Thursday, June 8, 2017

Data Overload

The last nine months have brought a shift in my view of data.

Despite my long and vocal opposition to the gathering in data in schools, to the use of standardized tests to generate data that is in turn used for everything from judging students tons of it every day in my classroom-- in fact, one of my criticisms of many reformer data programs is they involve far too little data. On top of that, you need to collect good data (the Big Standardized Tests generate crappy data) and you need to run it through something that produces useful, legitimate analysis (not something like the opaque, crappy VAM models).

But one thing I'd always felt is that you can't have too much data. Now I'm rethinking that position.

Twin pregnancies are considered high risk, and when the twins share one placenta there's a risk of something called Twin-Twin Transfusion Syndrome (if you are pregnant with twins, I recommend the advice of one of our doctors which was "Whatever you do, don't look this up on the internet")-- all of that put together gets you a ticket to a veritable testapalooza. Ultrasound after ultrasound, with measurements and pictures; my wife's uterus was more thoroughly explored than the surface of the moon after the first telescope.

Measurements indicated a difference in size of 21%, and protocol called for anything over 20% to trigger a new series of tests, even though none of our doctors thought any of these tests would discover anything important. One wonky heart measurement triggered a trip to Children's Hospital in Pittsburgh (where we took the grape elevator to the Hippo Ward) for some super-ultrasound; he confirmed what everyone already said, which is that there was nothing to care about. We had our regular doctors at home and a specialist in Erie watching over us. And all of our doctors agreed on one thing-- if you use all of the equipment available to modern medicine to gather tons and tons of data, you will manage to capture little human variations that will alarm you a lot and actually mean very little.

Part of the problem is that the protocols aren't really complex enough. It's like a protocol that says that if your shoes are wet you need to be checked out for wound but actually it' only a major concern if your shoes keep getting wet even when you dry them off and they're actually wet with blood and there's a piece of rebar protruding from your torso. But you stepped in a puddle and now policy says you need to see the surgeon.
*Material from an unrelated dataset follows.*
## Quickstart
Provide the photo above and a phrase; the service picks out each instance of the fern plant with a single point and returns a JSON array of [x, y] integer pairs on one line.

And yes-- I would rather be safe than sorry and will go to crazy extremes to do so, but reflecting on the past nine months of constant test and peek and prod that 1) we have spent an awful lot of extra time worrying about things it wouldn't have occurred to us to worry about and 2) I can't imagine how someone who was uninsured or under-insured would have ever dealt with this.

So the extra data, because it lacked context and lacked complexity and because our doctors weren't entirely free to follow their own judgment, didn't really make things better, and may even have made things marginally worse in terms of worry and expense.

The kind of data we get from Big Standardized Tests and other standardized tools has a similar problem-- it's incomplete, lacking context, and is cut off from teacher's professional judgement (in many cases e aren't even allowed to view the instrument that generated the data. But when some of us scofflaws go ahead and peek anyway, what we see is that a question really hinged on a student knowing one or two vocabulary words (let's say the test manufacturer fave, "plethora"). So a student who doesn't know "plethora" misses a question that is interpreted as "student is below basic at understanding words through context clues" which in turn becomes "student is not ready for college or a career." Because the student didn't know what "plethora" means.

I have always believed that more data is better, but more bad data is just more bad data, and more data that's not thoughtfully collected can just add a bunch of noise, and the noise causes confusion and worry and expense and responses to problems that aren't even there.


  1. I wish I could remember who said it, but when I first joined Twitter, I ran across a tweet that said it's possible to be data rich, but information poor.

  2. A memo written by the Penn Hill Group on behalf of the CCSSO calculated that an medium-sized state (in terms of the number of schools) would have to produce "306,300 discrete data items" on their state report card to comply with ESSA. Even with a 1% error rate (which is generous), that's over 3,000 potential mistakes to trigger some further action.

  3. To the tune of money from Cabaret: Data makes the school go around, the school go around, the school go around, data makes the students pound, that clicky clacky sound, of online testing ground ... in ... data, data, data, data, data, data, data, data ... that clicky clacky sound of students going down.

    1. The most important piece of data in my local public high school is, as it has always been, GPA. A sufficiently high GPA gives a student automatic admission to my university, either because the student is ranked in the top third of their class or because they have at least a 2.0 in academic classes.

  4. The word "plethora" was on my PSAT in 1990. I got that analogy correct, and ended up a National Merit Scholar semifinalist.

    Because I'd watched "The Three Amigos" instead of cramming the night before.

    Not quite sure the moral of this story.